At RSGS, we know that we can make a real difference for many of our young people and future generations.  But to do that, we need your help.  We are determined to accelerate our efforts to engage younger people more, involve them more, provide more opportunities and platforms for them, and give them some decision-making powers.  We want to begin by establishing a Young Geographers Committee, by running another Young Geographer magazine mentoring project, and by creating a fund for travel and outdoor activity and fieldwork – something we hope we can build up over the next five years.
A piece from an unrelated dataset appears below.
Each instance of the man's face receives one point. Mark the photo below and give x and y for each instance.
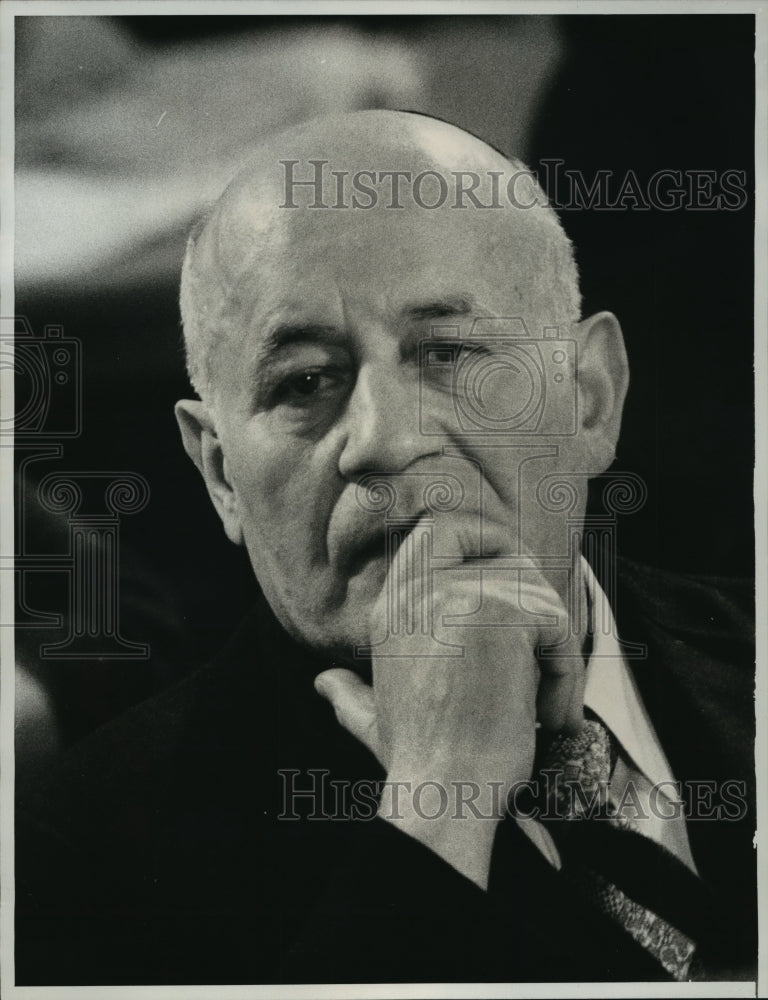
(325, 386)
With your help, we can do so much more.  We can encourage and support more young people to study, learn about and explore the world.  With your help, we can provide individual and group mentoring and guidance, and create exciting and rewarding opportunities for participation.  With your help, we can empower more young people to feel they have control over their futures, we can provide outlets for their concerns, and we can use our contacts and platforms to give them more of a voice.  With your help, we can use our networks and strategies to help solve some of the most critical global issues, and we can help influence policy to ensure that science and young people’s interests are being upheld.

Of course, we can’t do it all and we can’t reach everyone.  But with your help we would like to build a Future Generations Fund to better resource the work we can do with and for young people, to provide support for young people directly and indirectly, now and into the future, and to underpin our future-focused policy and educational work.  At the same time, we can use this example to encourage governments and others to create future generations funds of their own, and so maximise the impact of our own efforts and energy.

We all treasure the legacy of those who inspired us in our youth and helped to shape our lives.  We all treasure the legacy of our real-life experiences, travelling and exploring near home or further afield.  And we all want to feel we have some influence over issues that affect us, and that life can be full of hope and possibilities.  Please help us to bring this special legacy to our young people today – help us to build up our Future Generations Fund.

Together, let’s inspire future generations.